Она покорно присела к столу. И он продиктовал ей коротенькое признание. Она была влюблена в Виста, ревновала, хотела связать его. Сумела добыть документы, никакого отношения к нему не имеющие, подтасовать их, кое-что впечатать, стереть, подделать его подпись, сделать фотомонтаж. Но все ложь, все это она совершила в порыве злобы, раскаивается, опровергает и.пишет ему это письмо, моля о прощении и признавая свою подлость...
Внимательно прочтя написанное и заставив Элен подписать документ, незнакомец аккуратно сложил его, спрятал в бумажник.
- Зачем вам это,— невесело усмехнулась Элен,— ведь все фотокопии я вам отдаю?
- На тот случай, если еще где-то хранится фотокопия, о которой вы по рассеянности забыли нам сказать и которую вам захочется извлечь на свет божий,— был ответ.
Вернулся второй. Элен подтвердила, что привезенная в конверте фотокопия та самая, что она дала нотариусу, и что других не существует.
- А теперь,— сказал ей на прощание старший,— учтите, нам на Виста наплевать. Потому, если вы все же сумеете опубликовать какую-нибудь утаенную фотокопию (хотя при том, что есть письмо, которое я вам продиктовал и которое вы подписали, не вижу, как вы смогли бы это сделать), повторяю, если вы причините ему зло, нам это безразлично. Но этот день будет последним в вашей жизни. Учтите.
- Как,— Элен была потрясена,— значит, это не он вас прислал?
- Не он,— был ответ,— он даже не знает о том, что сегодня произошло. Но не вздумайте вести себя с ним так, будто имеете над ним власть. Все это кончилось. Прощайте.
И они ушли, оставив Элен совершенно ошеломленной. Не Вист? Так кто же? Кто все знает? Кому это нужно? Или они обманули ее? Наврали? И это все-таки он?
Она не спала ночь, а когда задремала где-то часу в восьмом, ее разбудил телефонный звонок. Дрожащими пальцами, роняя трубку, она схватилась за телефон. Звонила секретарша директора.
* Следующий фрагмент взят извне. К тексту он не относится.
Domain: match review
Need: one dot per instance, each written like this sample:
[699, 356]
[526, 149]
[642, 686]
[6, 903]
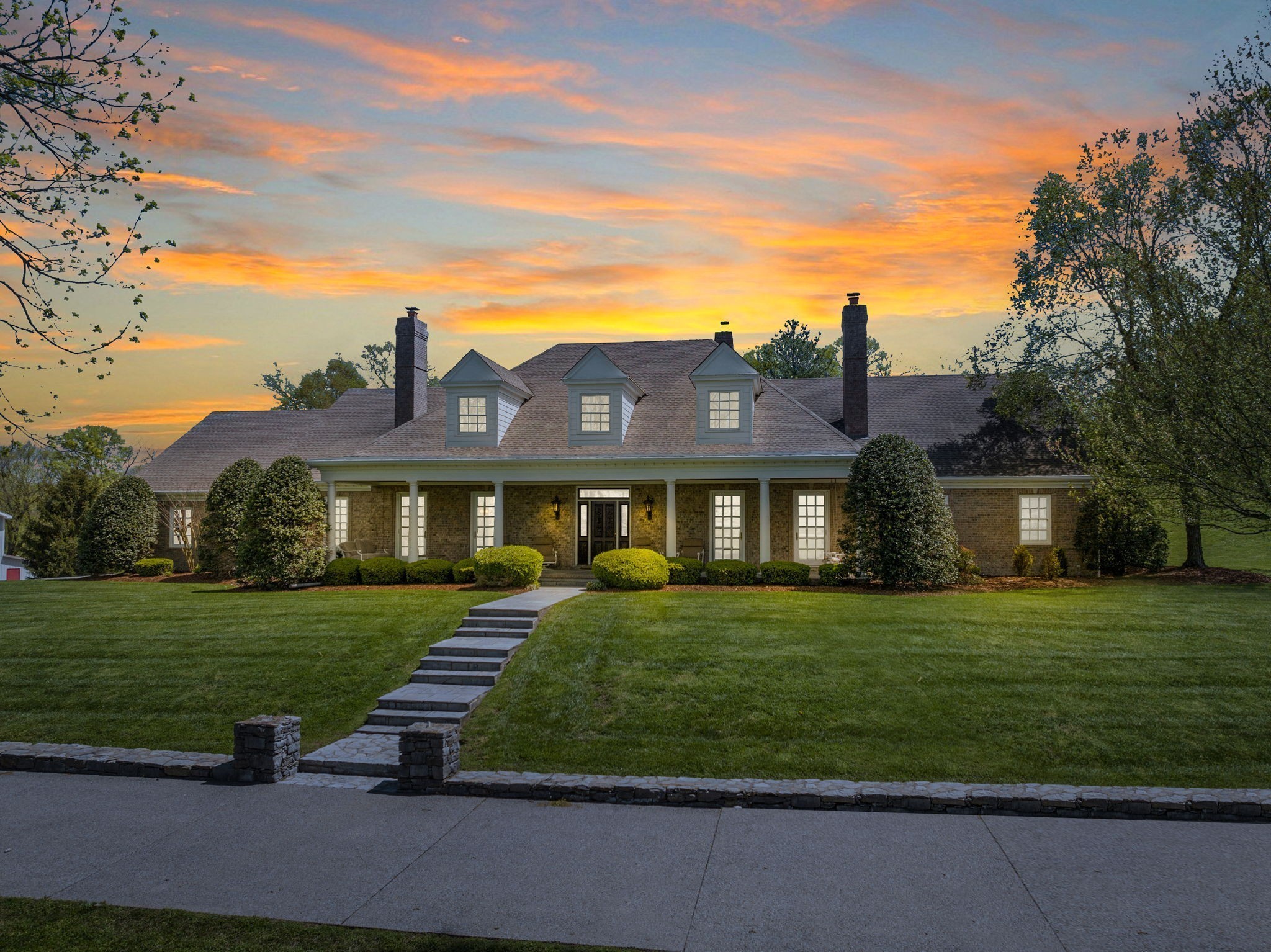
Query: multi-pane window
[810, 526]
[727, 532]
[1035, 520]
[472, 415]
[725, 410]
[595, 412]
[421, 536]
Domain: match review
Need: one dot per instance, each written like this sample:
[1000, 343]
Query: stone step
[433, 697]
[482, 647]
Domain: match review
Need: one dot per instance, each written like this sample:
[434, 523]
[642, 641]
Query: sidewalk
[647, 878]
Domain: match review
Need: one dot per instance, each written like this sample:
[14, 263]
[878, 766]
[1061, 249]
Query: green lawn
[172, 667]
[42, 924]
[1124, 683]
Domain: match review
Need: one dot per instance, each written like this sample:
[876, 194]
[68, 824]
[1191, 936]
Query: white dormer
[482, 400]
[601, 400]
[726, 389]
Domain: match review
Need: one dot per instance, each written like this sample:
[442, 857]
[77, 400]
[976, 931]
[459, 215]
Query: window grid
[1035, 520]
[725, 410]
[810, 526]
[472, 415]
[726, 539]
[595, 413]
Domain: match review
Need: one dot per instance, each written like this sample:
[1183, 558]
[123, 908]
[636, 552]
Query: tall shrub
[284, 533]
[120, 528]
[227, 503]
[896, 523]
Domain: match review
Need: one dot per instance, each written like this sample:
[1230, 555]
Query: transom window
[595, 412]
[472, 415]
[810, 528]
[725, 410]
[1035, 520]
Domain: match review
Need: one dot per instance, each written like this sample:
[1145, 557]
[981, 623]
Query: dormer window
[725, 410]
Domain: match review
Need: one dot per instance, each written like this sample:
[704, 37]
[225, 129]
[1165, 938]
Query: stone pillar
[428, 754]
[671, 550]
[765, 524]
[266, 748]
[413, 528]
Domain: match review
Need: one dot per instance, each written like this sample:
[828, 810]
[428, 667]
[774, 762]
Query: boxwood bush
[684, 571]
[631, 568]
[784, 572]
[509, 566]
[731, 572]
[153, 567]
[464, 571]
[341, 572]
[430, 572]
[383, 570]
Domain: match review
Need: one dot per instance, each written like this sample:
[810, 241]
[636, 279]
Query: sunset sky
[533, 172]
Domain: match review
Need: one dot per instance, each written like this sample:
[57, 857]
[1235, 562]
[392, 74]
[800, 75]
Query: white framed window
[811, 528]
[724, 410]
[1035, 520]
[472, 415]
[594, 412]
[727, 525]
[181, 523]
[421, 537]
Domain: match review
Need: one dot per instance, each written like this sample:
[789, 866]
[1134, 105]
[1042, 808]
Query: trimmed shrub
[284, 534]
[223, 515]
[464, 571]
[119, 528]
[153, 567]
[383, 570]
[784, 572]
[684, 571]
[1021, 560]
[632, 568]
[430, 572]
[1116, 531]
[896, 526]
[731, 572]
[509, 566]
[341, 572]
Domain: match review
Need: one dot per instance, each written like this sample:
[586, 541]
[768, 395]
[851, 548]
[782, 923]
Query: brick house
[673, 445]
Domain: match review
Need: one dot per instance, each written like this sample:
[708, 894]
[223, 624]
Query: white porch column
[331, 520]
[670, 519]
[765, 542]
[413, 526]
[498, 513]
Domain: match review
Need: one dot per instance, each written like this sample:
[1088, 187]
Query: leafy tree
[76, 89]
[284, 533]
[120, 528]
[227, 501]
[51, 543]
[897, 528]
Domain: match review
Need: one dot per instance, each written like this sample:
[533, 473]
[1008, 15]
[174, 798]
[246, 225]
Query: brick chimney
[856, 369]
[411, 372]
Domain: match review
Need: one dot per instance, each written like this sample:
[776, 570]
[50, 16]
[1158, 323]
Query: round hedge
[509, 566]
[342, 571]
[684, 571]
[383, 570]
[631, 568]
[731, 572]
[430, 572]
[119, 528]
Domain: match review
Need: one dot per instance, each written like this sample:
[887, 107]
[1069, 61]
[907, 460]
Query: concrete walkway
[646, 878]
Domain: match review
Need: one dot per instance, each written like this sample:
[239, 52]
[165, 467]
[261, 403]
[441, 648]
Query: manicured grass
[41, 924]
[1124, 683]
[172, 667]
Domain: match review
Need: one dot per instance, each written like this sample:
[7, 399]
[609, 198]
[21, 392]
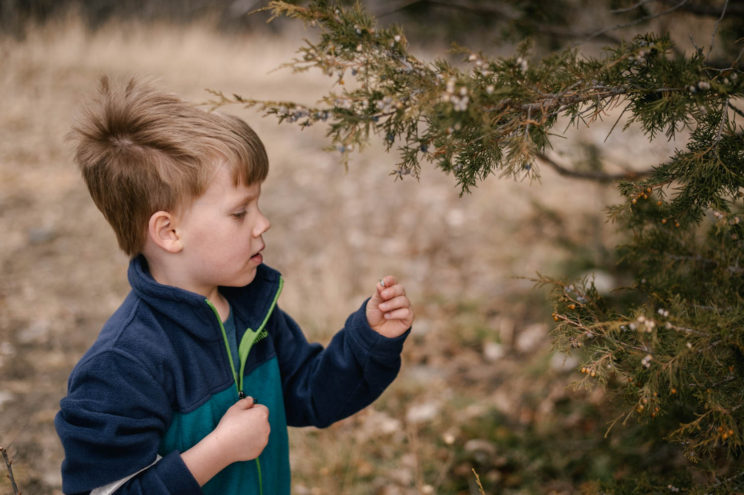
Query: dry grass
[334, 234]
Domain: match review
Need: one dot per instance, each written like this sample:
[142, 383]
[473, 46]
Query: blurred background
[480, 390]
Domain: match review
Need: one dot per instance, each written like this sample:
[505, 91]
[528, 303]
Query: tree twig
[640, 20]
[9, 465]
[715, 29]
[601, 177]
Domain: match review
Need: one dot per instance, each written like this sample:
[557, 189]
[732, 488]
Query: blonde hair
[141, 151]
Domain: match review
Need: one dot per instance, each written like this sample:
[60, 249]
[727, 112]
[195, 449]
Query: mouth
[258, 257]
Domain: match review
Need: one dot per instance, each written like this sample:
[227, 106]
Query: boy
[191, 384]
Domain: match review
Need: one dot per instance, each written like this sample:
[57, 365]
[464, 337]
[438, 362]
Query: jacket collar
[250, 304]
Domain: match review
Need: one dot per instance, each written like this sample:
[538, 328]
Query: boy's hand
[241, 435]
[389, 311]
[244, 430]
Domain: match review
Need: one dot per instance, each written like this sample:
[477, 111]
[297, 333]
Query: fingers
[245, 403]
[396, 302]
[388, 288]
[399, 314]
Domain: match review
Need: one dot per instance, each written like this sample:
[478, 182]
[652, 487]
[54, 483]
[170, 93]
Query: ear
[162, 231]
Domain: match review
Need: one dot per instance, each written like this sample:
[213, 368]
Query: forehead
[227, 186]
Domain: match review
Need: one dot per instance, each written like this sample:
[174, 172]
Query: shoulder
[131, 335]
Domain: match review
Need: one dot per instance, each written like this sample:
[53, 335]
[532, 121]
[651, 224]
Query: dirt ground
[334, 234]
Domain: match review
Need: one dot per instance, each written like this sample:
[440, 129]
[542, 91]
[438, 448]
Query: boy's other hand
[244, 430]
[389, 311]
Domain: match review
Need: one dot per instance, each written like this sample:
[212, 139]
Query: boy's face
[221, 234]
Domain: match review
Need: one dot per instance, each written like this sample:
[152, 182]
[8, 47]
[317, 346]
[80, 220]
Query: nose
[262, 225]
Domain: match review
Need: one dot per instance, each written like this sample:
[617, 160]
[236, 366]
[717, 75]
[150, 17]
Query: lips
[258, 257]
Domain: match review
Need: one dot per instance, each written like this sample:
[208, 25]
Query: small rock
[493, 351]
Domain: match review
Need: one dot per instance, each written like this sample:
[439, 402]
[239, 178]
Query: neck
[165, 275]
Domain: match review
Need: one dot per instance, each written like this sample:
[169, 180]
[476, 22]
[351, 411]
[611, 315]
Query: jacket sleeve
[111, 424]
[322, 386]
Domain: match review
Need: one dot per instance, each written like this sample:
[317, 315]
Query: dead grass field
[334, 234]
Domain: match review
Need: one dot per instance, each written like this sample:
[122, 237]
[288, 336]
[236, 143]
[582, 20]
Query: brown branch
[707, 10]
[9, 465]
[600, 177]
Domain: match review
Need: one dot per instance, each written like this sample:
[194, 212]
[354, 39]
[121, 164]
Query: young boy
[192, 382]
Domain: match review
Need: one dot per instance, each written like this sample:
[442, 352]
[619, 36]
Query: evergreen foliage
[672, 342]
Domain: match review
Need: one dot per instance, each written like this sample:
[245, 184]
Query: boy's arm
[111, 424]
[322, 386]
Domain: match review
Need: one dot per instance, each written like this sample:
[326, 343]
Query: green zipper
[250, 338]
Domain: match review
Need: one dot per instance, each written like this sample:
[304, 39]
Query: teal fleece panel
[188, 429]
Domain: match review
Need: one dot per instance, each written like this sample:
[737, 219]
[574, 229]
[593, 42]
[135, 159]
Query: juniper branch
[9, 466]
[601, 177]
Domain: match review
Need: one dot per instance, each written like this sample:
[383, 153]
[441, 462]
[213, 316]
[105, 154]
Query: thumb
[245, 403]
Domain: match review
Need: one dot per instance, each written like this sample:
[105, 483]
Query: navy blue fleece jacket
[159, 378]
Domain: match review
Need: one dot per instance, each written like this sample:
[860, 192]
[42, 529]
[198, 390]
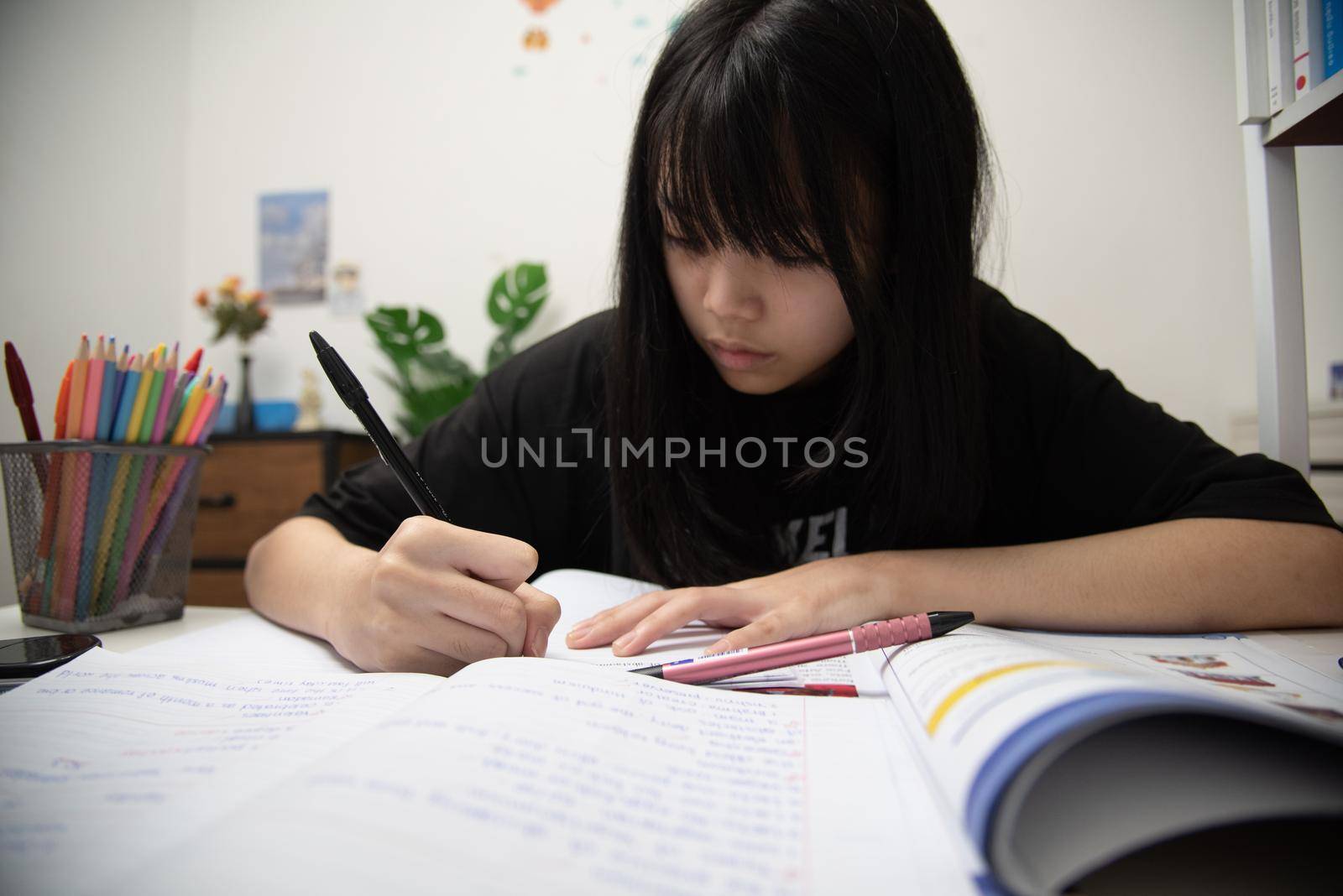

В девять часов Элен надлежит быть у него в приемной.
И вот она сидит и ждет вызова.
Ровно в девять тихо зажужжал интерфон на столе секретарши, и голос директора сухо приказал ввести Элен.
Она впервые вошла в этот гигантский, утопающий в роскоши кабинет.
Но она ничего не видела, кроме холеного молодого лица директора, внимательно и чуть пренебрежительно рассматривавшего ее.
Он не предложил ей сесть.
- Я вызвал вас так рано,— сказал директор,— потому, что через три часа ваш самолет...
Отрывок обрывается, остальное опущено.